The point I'm meandering around to is that I recently "bought" (in exchange for paying the electricity bill) a very nice camera off my boyfriend, and I've taken it with my on a couple of walks around campus and surrounding areas. Here are a few of the photos I snapped; it's no detailed photojournal, but I got to play with my new camera and document a glimpse of my current setting to boot! These should be worth a handful of words, at least. [It was impressively difficult to coax all of this into anything even resembling a workable format, so Parts 2+ may be a while in coming...]



<-The stairwell of my apartment building. A combination of creepy and charming!









Interesting and slightly shady everyday things.

















Some shots of the clocktower. Who doesn't like a good, old-fashioned phallic symbol?



















































Around campus, etc.


































































































State Street, where the magic begins.



Saturday, August 1, 2009

Nightly Apocalypse

Every night just outside my window, a battle is fought.
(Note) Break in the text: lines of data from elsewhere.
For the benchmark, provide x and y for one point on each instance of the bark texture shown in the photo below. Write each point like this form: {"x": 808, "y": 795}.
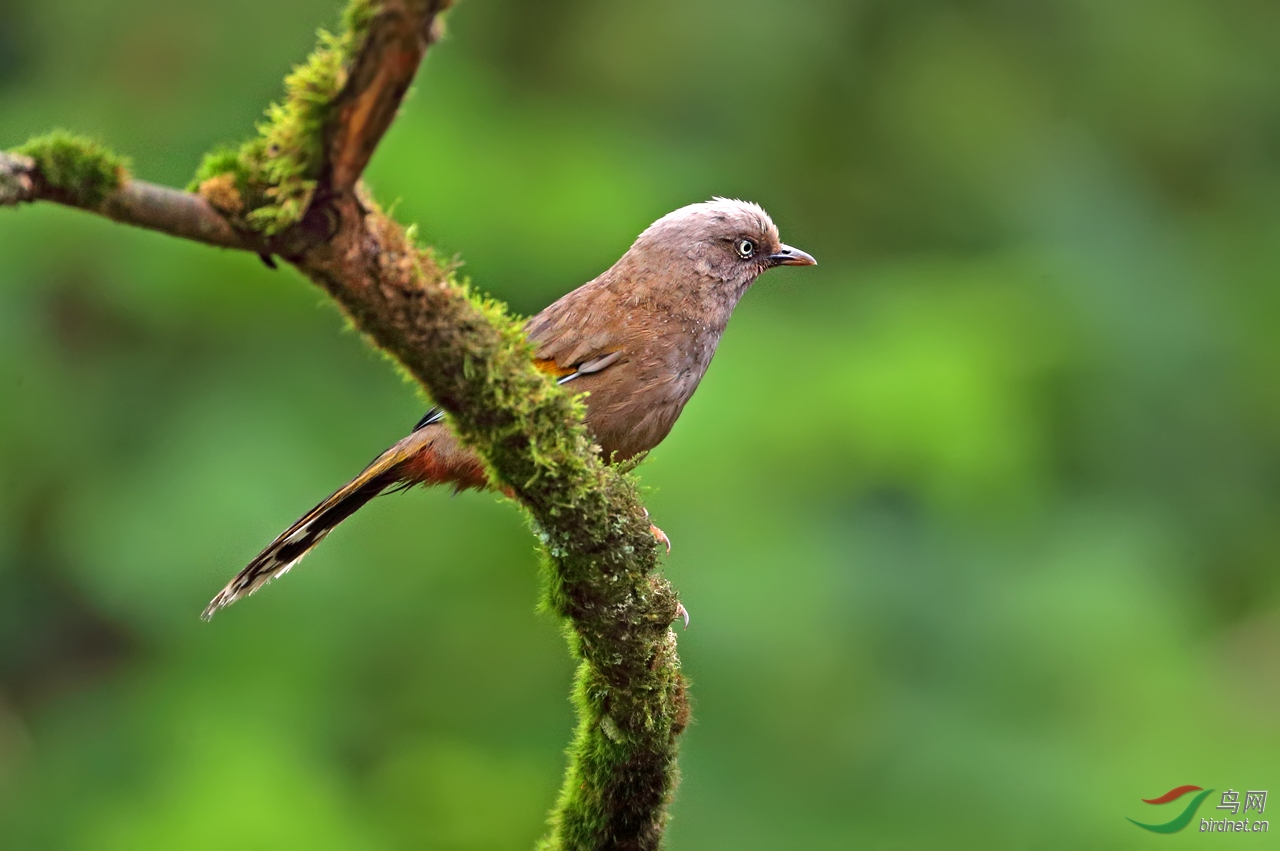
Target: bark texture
{"x": 292, "y": 191}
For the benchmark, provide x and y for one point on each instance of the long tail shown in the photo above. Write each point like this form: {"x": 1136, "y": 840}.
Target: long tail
{"x": 297, "y": 540}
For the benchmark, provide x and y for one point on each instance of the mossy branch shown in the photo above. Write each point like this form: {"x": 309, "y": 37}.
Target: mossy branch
{"x": 292, "y": 191}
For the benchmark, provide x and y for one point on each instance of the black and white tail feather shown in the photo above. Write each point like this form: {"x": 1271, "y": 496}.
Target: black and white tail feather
{"x": 298, "y": 539}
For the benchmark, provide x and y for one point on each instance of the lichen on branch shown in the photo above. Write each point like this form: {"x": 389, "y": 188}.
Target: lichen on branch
{"x": 266, "y": 183}
{"x": 82, "y": 172}
{"x": 469, "y": 353}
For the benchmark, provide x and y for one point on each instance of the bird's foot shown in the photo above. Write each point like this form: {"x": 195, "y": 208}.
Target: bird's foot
{"x": 661, "y": 536}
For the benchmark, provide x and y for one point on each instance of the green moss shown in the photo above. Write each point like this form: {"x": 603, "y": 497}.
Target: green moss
{"x": 599, "y": 554}
{"x": 78, "y": 167}
{"x": 277, "y": 170}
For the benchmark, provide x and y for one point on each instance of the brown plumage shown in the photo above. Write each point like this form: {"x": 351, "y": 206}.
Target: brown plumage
{"x": 638, "y": 339}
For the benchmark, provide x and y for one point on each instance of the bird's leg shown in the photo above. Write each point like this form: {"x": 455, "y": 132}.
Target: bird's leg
{"x": 661, "y": 536}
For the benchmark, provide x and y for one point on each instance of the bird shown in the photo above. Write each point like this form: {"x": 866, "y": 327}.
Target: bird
{"x": 636, "y": 339}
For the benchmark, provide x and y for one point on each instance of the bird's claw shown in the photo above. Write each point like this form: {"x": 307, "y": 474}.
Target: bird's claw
{"x": 661, "y": 536}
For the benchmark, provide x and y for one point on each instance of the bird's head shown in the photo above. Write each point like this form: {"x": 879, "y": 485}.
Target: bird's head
{"x": 727, "y": 241}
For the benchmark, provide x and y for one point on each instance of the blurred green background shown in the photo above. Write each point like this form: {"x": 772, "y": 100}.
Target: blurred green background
{"x": 977, "y": 520}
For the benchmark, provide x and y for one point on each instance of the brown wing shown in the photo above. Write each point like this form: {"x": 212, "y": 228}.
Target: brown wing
{"x": 579, "y": 334}
{"x": 565, "y": 346}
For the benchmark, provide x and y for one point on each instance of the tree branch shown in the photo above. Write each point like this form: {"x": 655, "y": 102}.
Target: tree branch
{"x": 128, "y": 201}
{"x": 293, "y": 191}
{"x": 378, "y": 79}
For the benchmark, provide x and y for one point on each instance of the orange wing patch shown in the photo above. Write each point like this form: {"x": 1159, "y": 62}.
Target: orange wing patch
{"x": 549, "y": 366}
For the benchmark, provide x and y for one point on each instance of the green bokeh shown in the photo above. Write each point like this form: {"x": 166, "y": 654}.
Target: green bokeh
{"x": 977, "y": 520}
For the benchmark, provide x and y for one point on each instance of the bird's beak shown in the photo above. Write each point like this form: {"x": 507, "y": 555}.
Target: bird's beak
{"x": 789, "y": 256}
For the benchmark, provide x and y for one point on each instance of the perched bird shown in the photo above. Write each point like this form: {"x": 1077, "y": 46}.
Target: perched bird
{"x": 638, "y": 339}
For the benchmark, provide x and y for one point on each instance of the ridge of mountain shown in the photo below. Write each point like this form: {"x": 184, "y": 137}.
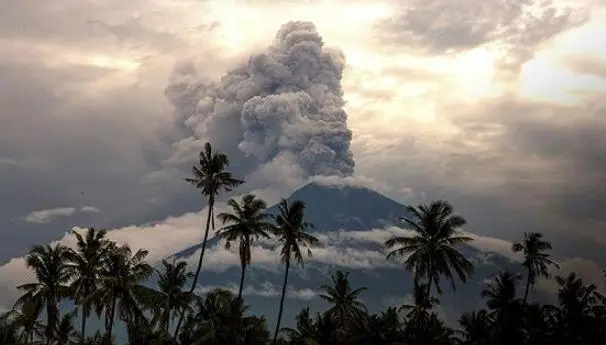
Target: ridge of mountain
{"x": 336, "y": 207}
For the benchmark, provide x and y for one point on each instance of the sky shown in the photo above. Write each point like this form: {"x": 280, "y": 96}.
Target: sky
{"x": 494, "y": 105}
I’m not exactly sure of the nature of this fight, but night after night of involuntary research has led me to believe that it is a hellbeast, a sign of the coming apocalypse, venturing up from its unholy den to hunt. The hour of this battle is variable, but it is inevitably timed to happen only moments before I drift off to sleep--a nightly trial of the soul. To the thing outside my window, this is probably a bonus.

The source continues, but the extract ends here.